La pisciculture et l'aviculture sont par exemple moins coûteuses en transport et en fioul que l'élevage des porcs et des boeufs, réunis dans le sacro-saint cheeseburger au bacon... AA: c'est discutable, car justement contraire à la promotion de la biodiversité...Autre angle d'attaque : les services offerts par la biosphère sont nombreux et gratuits. Elle fournit les matières premières, les systèmes naturels de filtration des eaux, le stockage du carbone par les forêts, la prévention de l'érosion et des inondations par la végétation, et la pollinisation des plantes par des insectes et des oiseaux. A elle seule, cette dernière activité pèse 1,5 milliard de dollars aux Etats-Unis. Aussi serait-il souhaitable d'évaluer le coût des services offerts par la nature et de l'intégrer dans les calculs économiques pour assurer leur protection. AA: c'est une idée qui fait son chemin ( la taxe carbone); les meilleurs exemples en sont l'eau et l'air, dont personne jusqu'à présent n'a été comptable de leur détérioration.

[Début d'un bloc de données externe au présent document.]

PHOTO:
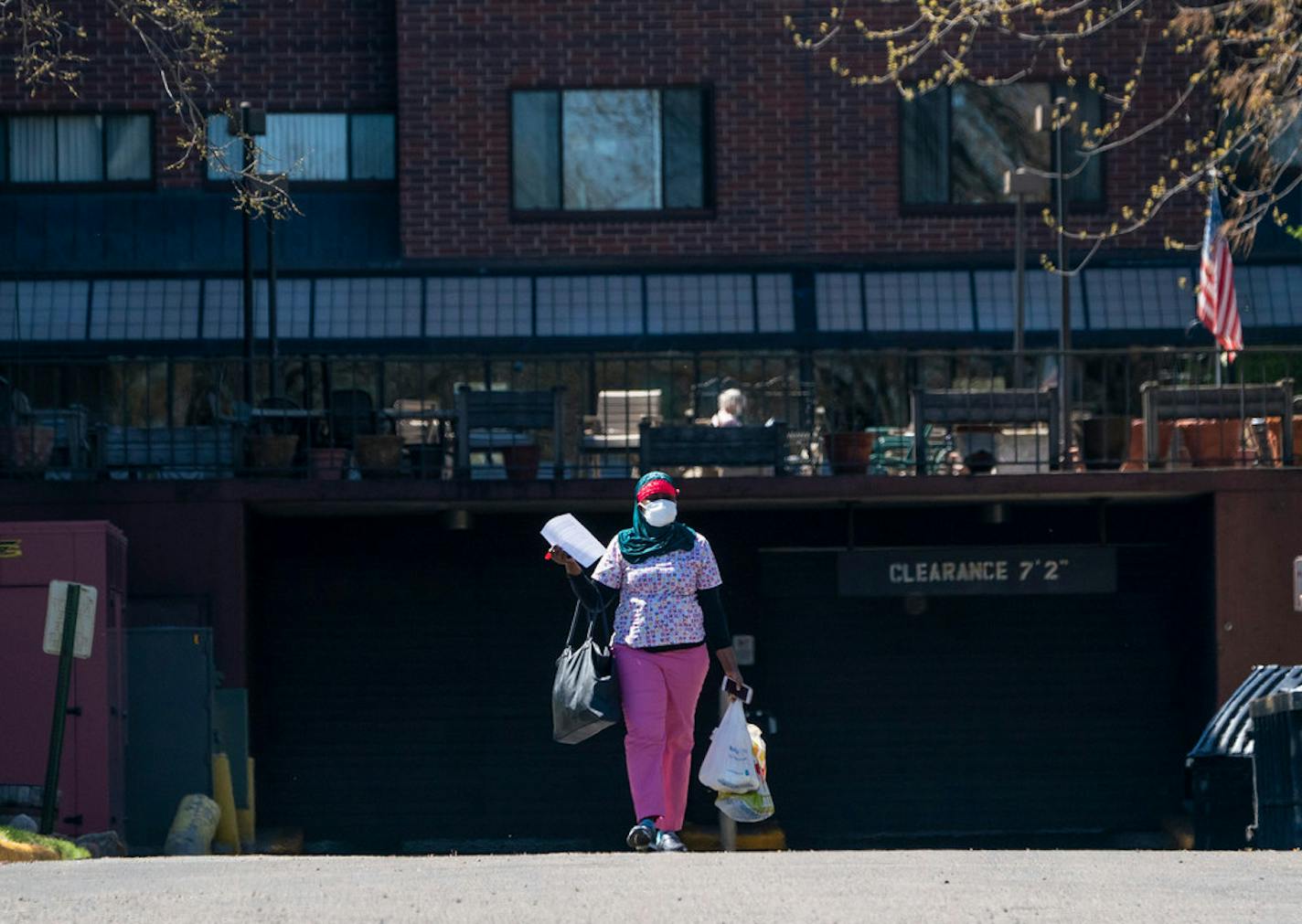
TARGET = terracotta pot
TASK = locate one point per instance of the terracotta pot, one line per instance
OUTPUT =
(378, 453)
(521, 462)
(271, 451)
(328, 463)
(849, 451)
(1105, 441)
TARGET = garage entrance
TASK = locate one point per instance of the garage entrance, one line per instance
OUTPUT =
(400, 678)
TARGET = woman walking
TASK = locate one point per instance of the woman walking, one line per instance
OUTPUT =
(667, 582)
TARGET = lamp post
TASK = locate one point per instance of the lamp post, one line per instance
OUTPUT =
(272, 335)
(1041, 122)
(249, 123)
(1019, 184)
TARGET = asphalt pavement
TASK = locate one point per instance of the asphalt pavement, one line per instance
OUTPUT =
(934, 887)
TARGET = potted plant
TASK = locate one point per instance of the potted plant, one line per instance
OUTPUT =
(848, 444)
(849, 410)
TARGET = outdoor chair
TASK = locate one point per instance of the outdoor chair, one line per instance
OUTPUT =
(500, 422)
(952, 408)
(697, 445)
(352, 414)
(424, 438)
(896, 453)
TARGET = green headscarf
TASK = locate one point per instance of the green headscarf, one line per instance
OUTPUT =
(644, 540)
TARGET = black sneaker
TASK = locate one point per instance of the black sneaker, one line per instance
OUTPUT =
(668, 843)
(642, 835)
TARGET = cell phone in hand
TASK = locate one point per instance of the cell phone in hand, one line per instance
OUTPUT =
(737, 690)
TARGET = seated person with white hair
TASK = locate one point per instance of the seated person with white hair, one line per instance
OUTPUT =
(732, 406)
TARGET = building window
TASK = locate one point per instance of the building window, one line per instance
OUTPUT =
(315, 147)
(610, 150)
(76, 149)
(957, 142)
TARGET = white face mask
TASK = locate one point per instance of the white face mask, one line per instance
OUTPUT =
(660, 513)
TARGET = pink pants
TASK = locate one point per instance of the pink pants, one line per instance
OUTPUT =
(659, 693)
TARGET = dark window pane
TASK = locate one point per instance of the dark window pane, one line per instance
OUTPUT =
(994, 132)
(31, 150)
(81, 158)
(535, 119)
(924, 150)
(372, 147)
(221, 141)
(684, 169)
(1086, 185)
(128, 146)
(612, 149)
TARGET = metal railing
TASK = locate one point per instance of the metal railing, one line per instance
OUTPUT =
(583, 415)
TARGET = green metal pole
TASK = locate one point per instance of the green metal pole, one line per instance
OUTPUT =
(56, 727)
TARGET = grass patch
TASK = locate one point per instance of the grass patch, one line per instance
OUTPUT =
(67, 850)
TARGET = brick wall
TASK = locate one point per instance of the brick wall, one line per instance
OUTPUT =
(806, 165)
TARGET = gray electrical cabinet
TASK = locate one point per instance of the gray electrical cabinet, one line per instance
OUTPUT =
(169, 728)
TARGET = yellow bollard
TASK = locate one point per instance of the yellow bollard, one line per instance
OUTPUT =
(228, 825)
(193, 826)
(246, 816)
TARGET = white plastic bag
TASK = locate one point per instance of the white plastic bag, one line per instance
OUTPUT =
(758, 804)
(730, 765)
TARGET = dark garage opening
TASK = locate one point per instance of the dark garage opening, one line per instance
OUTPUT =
(401, 671)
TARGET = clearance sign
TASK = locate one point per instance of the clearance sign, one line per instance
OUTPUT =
(960, 570)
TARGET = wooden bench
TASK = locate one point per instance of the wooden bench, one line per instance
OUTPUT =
(495, 420)
(951, 406)
(750, 445)
(617, 420)
(174, 451)
(1215, 402)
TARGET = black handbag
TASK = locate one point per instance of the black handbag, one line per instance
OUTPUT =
(585, 694)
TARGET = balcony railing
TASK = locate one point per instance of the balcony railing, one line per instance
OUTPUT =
(698, 414)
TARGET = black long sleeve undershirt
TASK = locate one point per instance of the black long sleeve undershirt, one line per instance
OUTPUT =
(595, 595)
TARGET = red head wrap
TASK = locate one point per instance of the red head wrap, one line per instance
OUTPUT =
(656, 487)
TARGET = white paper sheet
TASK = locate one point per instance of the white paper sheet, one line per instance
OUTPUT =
(571, 536)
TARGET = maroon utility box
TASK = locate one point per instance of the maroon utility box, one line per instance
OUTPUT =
(90, 779)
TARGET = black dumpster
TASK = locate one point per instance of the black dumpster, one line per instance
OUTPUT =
(1221, 765)
(1277, 770)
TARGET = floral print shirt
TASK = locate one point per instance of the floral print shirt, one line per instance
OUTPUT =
(657, 596)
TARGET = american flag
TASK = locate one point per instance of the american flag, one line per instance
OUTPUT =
(1218, 306)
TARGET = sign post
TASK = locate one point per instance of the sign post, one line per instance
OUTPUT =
(69, 632)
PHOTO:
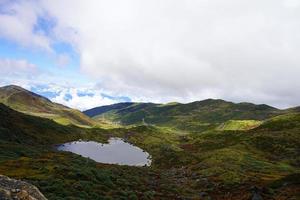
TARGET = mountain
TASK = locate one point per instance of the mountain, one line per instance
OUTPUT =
(28, 102)
(198, 115)
(219, 163)
(11, 189)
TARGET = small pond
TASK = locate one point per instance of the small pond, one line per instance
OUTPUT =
(117, 151)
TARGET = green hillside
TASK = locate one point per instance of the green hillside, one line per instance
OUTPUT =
(30, 103)
(195, 116)
(218, 163)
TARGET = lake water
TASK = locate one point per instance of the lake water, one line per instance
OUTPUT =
(115, 152)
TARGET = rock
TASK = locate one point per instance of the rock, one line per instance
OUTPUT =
(256, 193)
(11, 189)
(204, 196)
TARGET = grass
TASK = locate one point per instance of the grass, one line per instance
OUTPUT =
(232, 125)
(184, 164)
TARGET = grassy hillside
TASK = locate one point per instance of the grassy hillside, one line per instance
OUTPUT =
(27, 152)
(33, 104)
(222, 164)
(196, 116)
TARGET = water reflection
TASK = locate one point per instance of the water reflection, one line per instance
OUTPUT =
(115, 152)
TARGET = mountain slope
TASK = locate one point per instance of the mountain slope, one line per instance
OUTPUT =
(199, 115)
(30, 103)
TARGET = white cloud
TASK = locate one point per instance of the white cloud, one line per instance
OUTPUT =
(238, 50)
(11, 67)
(17, 22)
(81, 102)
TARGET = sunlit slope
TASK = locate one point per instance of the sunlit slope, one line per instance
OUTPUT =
(195, 116)
(30, 103)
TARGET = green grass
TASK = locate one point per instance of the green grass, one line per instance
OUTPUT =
(232, 125)
(183, 163)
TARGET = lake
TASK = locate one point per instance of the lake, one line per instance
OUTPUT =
(117, 151)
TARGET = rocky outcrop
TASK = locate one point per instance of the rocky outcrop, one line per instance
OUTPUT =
(11, 189)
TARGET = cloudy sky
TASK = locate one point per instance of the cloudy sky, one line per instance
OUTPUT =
(86, 53)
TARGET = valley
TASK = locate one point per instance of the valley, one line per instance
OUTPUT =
(211, 149)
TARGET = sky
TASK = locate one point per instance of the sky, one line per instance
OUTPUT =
(88, 53)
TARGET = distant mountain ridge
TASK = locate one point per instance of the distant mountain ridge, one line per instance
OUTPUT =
(31, 103)
(196, 115)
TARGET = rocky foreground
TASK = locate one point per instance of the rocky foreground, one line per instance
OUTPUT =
(11, 189)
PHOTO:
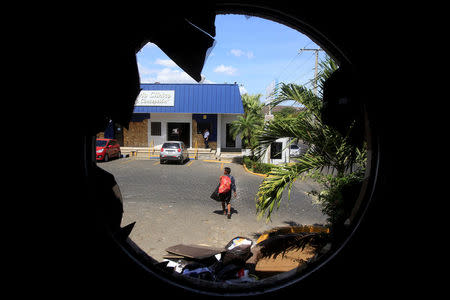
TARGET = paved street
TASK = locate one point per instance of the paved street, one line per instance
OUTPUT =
(170, 204)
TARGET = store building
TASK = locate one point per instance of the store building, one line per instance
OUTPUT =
(182, 112)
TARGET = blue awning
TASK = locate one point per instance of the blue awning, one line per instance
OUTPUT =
(197, 98)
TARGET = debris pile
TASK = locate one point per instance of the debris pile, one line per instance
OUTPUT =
(240, 261)
(209, 263)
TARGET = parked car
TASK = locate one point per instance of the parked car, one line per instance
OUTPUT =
(294, 151)
(106, 149)
(173, 151)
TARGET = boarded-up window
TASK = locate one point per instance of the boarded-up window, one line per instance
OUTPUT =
(155, 128)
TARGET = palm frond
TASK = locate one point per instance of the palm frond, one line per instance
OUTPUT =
(280, 244)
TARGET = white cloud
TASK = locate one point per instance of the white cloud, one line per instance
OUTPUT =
(229, 70)
(166, 63)
(239, 53)
(168, 75)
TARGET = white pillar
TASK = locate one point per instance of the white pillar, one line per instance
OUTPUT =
(219, 134)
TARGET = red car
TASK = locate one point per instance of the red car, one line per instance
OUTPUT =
(106, 149)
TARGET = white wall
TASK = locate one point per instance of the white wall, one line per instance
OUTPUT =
(165, 118)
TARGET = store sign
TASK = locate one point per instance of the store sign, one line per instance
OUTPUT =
(155, 98)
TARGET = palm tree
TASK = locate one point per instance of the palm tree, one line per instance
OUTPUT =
(246, 126)
(328, 149)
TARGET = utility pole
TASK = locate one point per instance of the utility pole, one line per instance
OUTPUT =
(317, 65)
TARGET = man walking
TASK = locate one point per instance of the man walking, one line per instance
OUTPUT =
(226, 186)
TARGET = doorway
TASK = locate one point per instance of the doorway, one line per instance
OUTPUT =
(230, 141)
(179, 132)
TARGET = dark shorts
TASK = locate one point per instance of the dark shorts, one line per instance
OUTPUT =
(225, 197)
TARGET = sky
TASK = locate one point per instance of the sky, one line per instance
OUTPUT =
(251, 51)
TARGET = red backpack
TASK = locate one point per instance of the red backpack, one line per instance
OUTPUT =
(225, 184)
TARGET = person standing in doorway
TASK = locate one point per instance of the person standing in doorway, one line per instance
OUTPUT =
(226, 186)
(206, 137)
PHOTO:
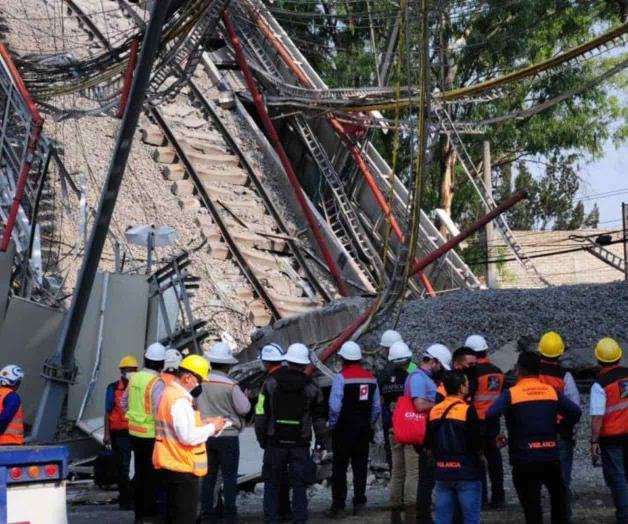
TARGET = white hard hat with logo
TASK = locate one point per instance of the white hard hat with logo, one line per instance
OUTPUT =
(172, 358)
(272, 353)
(399, 351)
(389, 337)
(298, 354)
(220, 353)
(350, 351)
(476, 343)
(10, 375)
(440, 353)
(155, 351)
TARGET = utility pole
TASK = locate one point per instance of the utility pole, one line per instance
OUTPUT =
(60, 369)
(491, 267)
(624, 214)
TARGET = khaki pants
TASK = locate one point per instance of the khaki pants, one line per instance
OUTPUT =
(404, 475)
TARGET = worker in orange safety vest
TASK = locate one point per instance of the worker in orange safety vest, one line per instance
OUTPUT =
(180, 438)
(11, 413)
(117, 430)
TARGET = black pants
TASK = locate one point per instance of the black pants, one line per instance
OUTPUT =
(425, 486)
(349, 447)
(528, 479)
(182, 492)
(495, 469)
(145, 479)
(121, 447)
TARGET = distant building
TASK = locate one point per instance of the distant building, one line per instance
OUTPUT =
(577, 267)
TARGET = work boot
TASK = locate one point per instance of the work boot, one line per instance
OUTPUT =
(335, 513)
(359, 509)
(395, 516)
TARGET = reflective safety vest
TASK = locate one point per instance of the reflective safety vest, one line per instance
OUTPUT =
(14, 434)
(614, 381)
(141, 413)
(169, 453)
(117, 417)
(490, 385)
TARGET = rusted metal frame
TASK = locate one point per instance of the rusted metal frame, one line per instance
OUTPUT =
(31, 150)
(287, 165)
(418, 266)
(208, 202)
(233, 144)
(340, 130)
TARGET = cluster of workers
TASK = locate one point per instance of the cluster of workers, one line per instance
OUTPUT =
(181, 418)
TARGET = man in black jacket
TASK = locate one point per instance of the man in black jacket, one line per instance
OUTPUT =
(290, 405)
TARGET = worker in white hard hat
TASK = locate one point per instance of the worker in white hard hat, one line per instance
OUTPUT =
(490, 384)
(116, 432)
(11, 412)
(222, 397)
(354, 407)
(422, 385)
(173, 358)
(404, 462)
(289, 407)
(141, 401)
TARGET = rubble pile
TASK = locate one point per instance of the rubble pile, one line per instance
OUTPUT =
(582, 314)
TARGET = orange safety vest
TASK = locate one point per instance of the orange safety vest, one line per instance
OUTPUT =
(614, 380)
(490, 385)
(14, 434)
(169, 453)
(168, 378)
(117, 416)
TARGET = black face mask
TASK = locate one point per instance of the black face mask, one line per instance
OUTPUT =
(196, 392)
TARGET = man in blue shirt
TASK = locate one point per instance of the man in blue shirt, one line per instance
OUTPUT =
(354, 406)
(422, 388)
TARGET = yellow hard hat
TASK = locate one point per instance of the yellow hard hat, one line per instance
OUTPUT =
(128, 361)
(608, 350)
(551, 345)
(195, 364)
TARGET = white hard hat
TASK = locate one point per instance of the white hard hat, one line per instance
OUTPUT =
(220, 353)
(476, 343)
(399, 351)
(10, 375)
(389, 337)
(298, 354)
(272, 353)
(155, 351)
(350, 351)
(440, 353)
(172, 358)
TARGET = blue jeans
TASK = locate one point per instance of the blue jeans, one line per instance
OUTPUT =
(297, 463)
(615, 469)
(465, 493)
(223, 453)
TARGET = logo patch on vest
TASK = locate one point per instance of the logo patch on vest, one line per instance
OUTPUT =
(623, 389)
(364, 392)
(493, 383)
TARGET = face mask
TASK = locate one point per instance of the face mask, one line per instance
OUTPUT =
(196, 391)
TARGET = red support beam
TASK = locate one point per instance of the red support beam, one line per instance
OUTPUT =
(420, 264)
(341, 131)
(285, 161)
(38, 123)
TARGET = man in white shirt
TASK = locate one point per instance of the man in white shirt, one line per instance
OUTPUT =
(180, 440)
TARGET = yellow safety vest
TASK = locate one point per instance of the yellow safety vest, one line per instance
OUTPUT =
(169, 453)
(140, 404)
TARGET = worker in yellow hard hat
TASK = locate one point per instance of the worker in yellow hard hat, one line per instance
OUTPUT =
(551, 348)
(117, 429)
(180, 437)
(609, 422)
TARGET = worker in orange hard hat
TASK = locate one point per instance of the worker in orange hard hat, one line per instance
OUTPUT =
(117, 429)
(609, 422)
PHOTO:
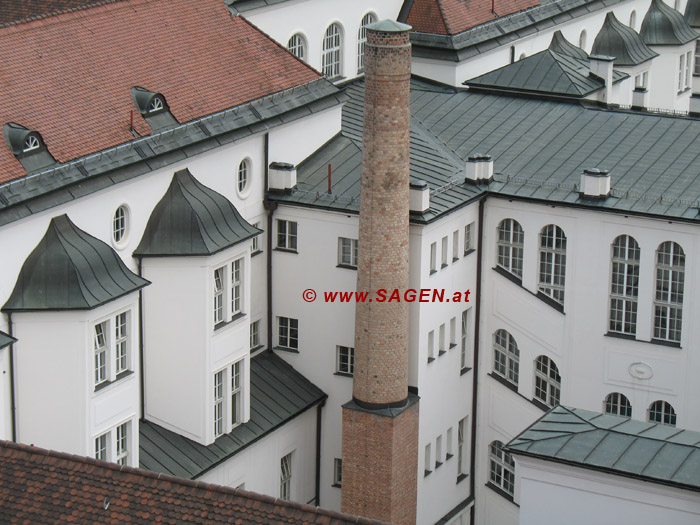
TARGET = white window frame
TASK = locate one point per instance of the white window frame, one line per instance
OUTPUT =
(506, 356)
(288, 332)
(547, 385)
(344, 360)
(348, 252)
(287, 235)
(332, 51)
(552, 270)
(668, 299)
(296, 45)
(617, 404)
(501, 468)
(510, 247)
(624, 285)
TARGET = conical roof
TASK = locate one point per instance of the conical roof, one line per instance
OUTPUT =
(192, 219)
(71, 270)
(663, 25)
(622, 42)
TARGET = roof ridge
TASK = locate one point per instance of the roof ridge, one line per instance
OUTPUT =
(31, 449)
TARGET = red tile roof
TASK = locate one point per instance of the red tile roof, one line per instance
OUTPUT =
(449, 17)
(41, 486)
(69, 76)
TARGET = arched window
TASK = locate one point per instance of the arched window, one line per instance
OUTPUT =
(662, 412)
(624, 285)
(668, 301)
(297, 46)
(369, 18)
(243, 176)
(510, 247)
(618, 405)
(552, 262)
(331, 56)
(506, 356)
(501, 468)
(120, 224)
(547, 381)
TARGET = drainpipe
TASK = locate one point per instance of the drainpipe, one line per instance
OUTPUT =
(12, 380)
(475, 377)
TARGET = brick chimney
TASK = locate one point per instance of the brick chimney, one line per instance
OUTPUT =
(380, 423)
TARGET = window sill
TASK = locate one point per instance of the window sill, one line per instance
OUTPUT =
(117, 379)
(286, 349)
(498, 490)
(286, 250)
(549, 301)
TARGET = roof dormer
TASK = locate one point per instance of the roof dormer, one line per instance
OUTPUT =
(153, 107)
(27, 146)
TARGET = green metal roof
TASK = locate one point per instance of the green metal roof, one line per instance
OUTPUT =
(663, 25)
(192, 219)
(546, 72)
(613, 444)
(278, 394)
(561, 45)
(71, 270)
(622, 42)
(6, 340)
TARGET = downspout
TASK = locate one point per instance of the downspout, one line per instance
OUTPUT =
(12, 380)
(319, 411)
(475, 377)
(141, 372)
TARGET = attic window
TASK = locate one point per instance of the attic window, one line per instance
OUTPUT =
(31, 143)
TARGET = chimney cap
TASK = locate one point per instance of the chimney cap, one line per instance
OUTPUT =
(388, 26)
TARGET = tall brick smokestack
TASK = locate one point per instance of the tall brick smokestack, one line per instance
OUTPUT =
(380, 424)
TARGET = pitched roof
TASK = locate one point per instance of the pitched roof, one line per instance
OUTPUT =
(41, 486)
(192, 219)
(449, 17)
(545, 72)
(663, 25)
(613, 444)
(6, 340)
(70, 270)
(561, 45)
(622, 42)
(278, 394)
(97, 55)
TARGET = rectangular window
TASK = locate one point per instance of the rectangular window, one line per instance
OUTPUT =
(101, 447)
(219, 295)
(286, 477)
(288, 331)
(100, 353)
(236, 393)
(337, 472)
(219, 403)
(236, 286)
(122, 455)
(345, 360)
(286, 235)
(468, 238)
(254, 334)
(347, 252)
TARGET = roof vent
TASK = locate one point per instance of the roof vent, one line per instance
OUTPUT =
(595, 183)
(419, 199)
(282, 176)
(479, 168)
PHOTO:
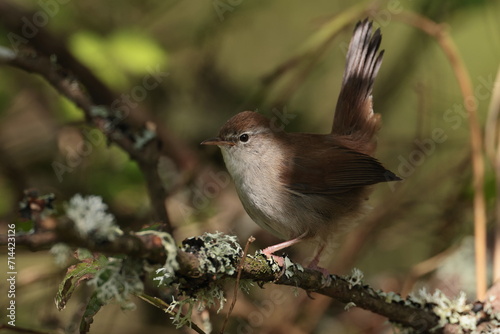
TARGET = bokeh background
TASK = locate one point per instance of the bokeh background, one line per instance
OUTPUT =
(217, 58)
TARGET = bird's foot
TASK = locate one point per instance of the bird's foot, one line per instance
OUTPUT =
(280, 261)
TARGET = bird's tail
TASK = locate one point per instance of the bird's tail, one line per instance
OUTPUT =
(354, 119)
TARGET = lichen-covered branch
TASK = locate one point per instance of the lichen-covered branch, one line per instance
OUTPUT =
(211, 257)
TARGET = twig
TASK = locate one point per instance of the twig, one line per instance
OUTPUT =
(157, 302)
(147, 157)
(492, 143)
(18, 329)
(237, 283)
(446, 43)
(255, 268)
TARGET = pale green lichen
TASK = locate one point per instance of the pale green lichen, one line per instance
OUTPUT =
(217, 253)
(165, 274)
(91, 219)
(117, 281)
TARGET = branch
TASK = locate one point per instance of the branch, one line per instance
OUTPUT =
(413, 312)
(138, 140)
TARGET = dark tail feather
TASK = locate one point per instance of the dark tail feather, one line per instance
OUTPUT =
(354, 117)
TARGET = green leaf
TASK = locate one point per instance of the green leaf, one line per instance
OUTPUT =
(76, 274)
(93, 306)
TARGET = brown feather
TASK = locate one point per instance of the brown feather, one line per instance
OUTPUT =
(354, 117)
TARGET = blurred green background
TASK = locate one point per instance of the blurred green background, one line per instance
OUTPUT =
(218, 58)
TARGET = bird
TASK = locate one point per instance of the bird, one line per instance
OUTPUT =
(305, 186)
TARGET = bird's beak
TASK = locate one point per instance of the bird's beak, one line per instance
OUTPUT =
(217, 141)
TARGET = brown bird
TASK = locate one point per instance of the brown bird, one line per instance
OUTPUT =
(311, 186)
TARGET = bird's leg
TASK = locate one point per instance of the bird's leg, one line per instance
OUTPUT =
(272, 249)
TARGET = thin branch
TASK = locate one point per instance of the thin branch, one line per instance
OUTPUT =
(237, 283)
(157, 302)
(402, 311)
(117, 130)
(463, 78)
(492, 143)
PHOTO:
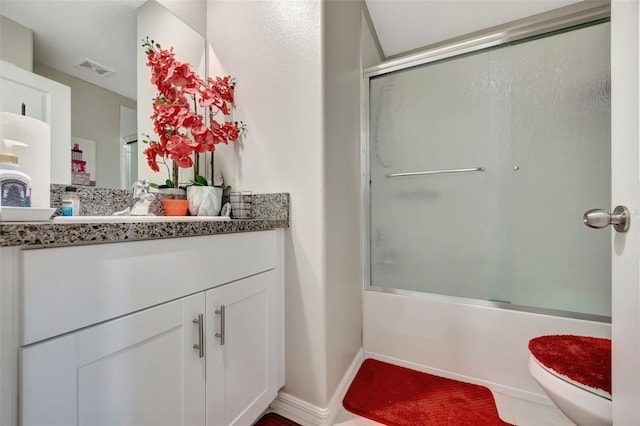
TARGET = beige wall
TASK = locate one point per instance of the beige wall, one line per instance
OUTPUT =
(297, 66)
(341, 84)
(95, 115)
(16, 43)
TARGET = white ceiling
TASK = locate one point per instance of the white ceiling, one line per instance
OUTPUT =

Pour financer le développement des zones protégées, pas assez nombreuses et trop morcelées, Paul Ehrlich et Robert Pringle proposent de faire appel à des fondations privées dédiées à la conservation. Ce qui coûte moins cher au contribuable et permet de générer des sommes importantes. Au Costa Rica, un fonds de ce genre, Paz con la naturaleza, a drainé 500 millions de dollars, somme qui servira à financer le système de conservation du pays. On peut aussi associer plus étroitement pasteurs et agriculteurs à la préservation de la biodiversité, en évitant de leur imposer des décisions sur lesquelles ils n'ont pas prise, et à condition qu'ils y trouvent leur compte.
Cela passe par des explications et une meilleure éducation dans ce domaine. Mais rien n'empêche aussi de restaurer les habitats dégradés.Cependant, les deux chercheurs s'inquiètent du divorce croissant, dans les pays industrialisés, entre la population et la nature, divorce dû à l'utilisation intensive du multimédia. Ils remarquent que, "aux Etats-Unis, la montée des médias électroniques a coïncidé avec une baisse importante des visites des parcs nationaux, après cinquante ans de croissance ininterrompue". AA D'où déclinés au niveau européen, régionaux et locaux, les schémas de restauration et préservation de la biodiversité, tes que les trames vertes et bleus. Et il semble que des phénomènes similaires aient lieu dans d'autres pays développés. Aussi, avec un sens certain de l'à-propos, Paul Ehrlich et Robert Pringle proposent-ils d'ajouter une dimension écologique aux univers virtuels les plus connus, tel Second Life.